[Mlir-commits] [mlir] ad7c49b - [mlir][linalg] Fix padding size calculation for Conv2d ops.
Hanhan Wang
llvmlistbot at llvm.org
Mon May 9 08:46:07 PDT 2022
Author: Jerry Wu
Date: 2022-05-09T08:45:37-07:00
New Revision: ad7c49bef774191304b804e60821c0cdb6a390cb
URL: https://github.com/llvm/llvm-project/commit/ad7c49bef774191304b804e60821c0cdb6a390cb
DIFF: https://github.com/llvm/llvm-project/commit/ad7c49bef774191304b804e60821c0cdb6a390cb.diff
LOG: [mlir][linalg] Fix padding size calculation for Conv2d ops.
This patch fixed the padding size calculation for Conv2d ops when the stride > 1. It contains the changes below:
- Use addBound to add constraint for AffineApplyOp in getUpperBoundForIndex. So the result value can be mapped and retrieved later.

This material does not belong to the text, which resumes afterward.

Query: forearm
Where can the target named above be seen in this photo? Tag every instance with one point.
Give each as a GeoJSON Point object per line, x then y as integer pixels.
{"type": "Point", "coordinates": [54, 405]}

- Fixed the bound from AffineMinOp by adding as a closed bound. Originally the bound was added as an open upper bound, which results in the incorrect bounds when we multiply the values. For example:
```
%0 = affine.min affine_map<()[s0] -> (4, -s0 + 11)>()[iv0]
%1 = affine.apply affine_map<()[s0] -> (s0 * 2)>()[%0]
If we add the affine.min as an open bound, addBound will internally transform it into the close bound "%0 <= 3". The following sliceBounds will derive the bound of %1 as "%1 <= 6" and return the open bound "%1 < 7", while the correct bound should be "%1 <= 8".
```
- In addition to addBound, I also changed sliceBounds to support returning closed upper bound, since for the size computation, we usually care about the closed bounds.
- Change the getUpperBoundForIndex to favor constant bounds when required. The sliceBounds will return a tighter but non-constant bounds, which can't be used for padding. The constantRequired option requires getUpperBoundForIndex to get the constant bounds when possible.
Reviewed By: hanchung
Differential Revision: https://reviews.llvm.org/D124821
Added:
Modified:
mlir/include/mlir/Dialect/Affine/Analysis/AffineStructures.h
mlir/include/mlir/Dialect/Linalg/Utils/Utils.h
mlir/lib/Dialect/Affine/Analysis/AffineStructures.cpp
mlir/lib/Dialect/Linalg/Utils/Utils.cpp
mlir/test/Dialect/Linalg/pad.mlir
Removed:
################################################################################
diff --git a/mlir/include/mlir/Dialect/Affine/Analysis/AffineStructures.h b/mlir/include/mlir/Dialect/Affine/Analysis/AffineStructures.h
index 875e405431961..427d96fef23a6 100644
--- a/mlir/include/mlir/Dialect/Affine/Analysis/AffineStructures.h
+++ b/mlir/include/mlir/Dialect/Affine/Analysis/AffineStructures.h
@@ -166,8 +166,25 @@ class FlatAffineValueConstraints : public presburger::IntegerPolyhedron {
/// bound map is expected to have exactly one result. In case of a LB/UB, the
/// bound map may have more than one result, for each of which an inequality
/// is added.
+ ///
+ /// The bound can be added as open or closed by specifying isClosedBound. In
+ /// case of a LB/UB, isClosedBound = false means the bound is added internally
+ /// as a closed bound by +1/-1 respectively. In case of an EQ bound, it can
+ /// only be added as a closed bound.
+ ///
/// Note: The dimensions/symbols of this FlatAffineConstraints must match the
/// dimensions/symbols of the affine map.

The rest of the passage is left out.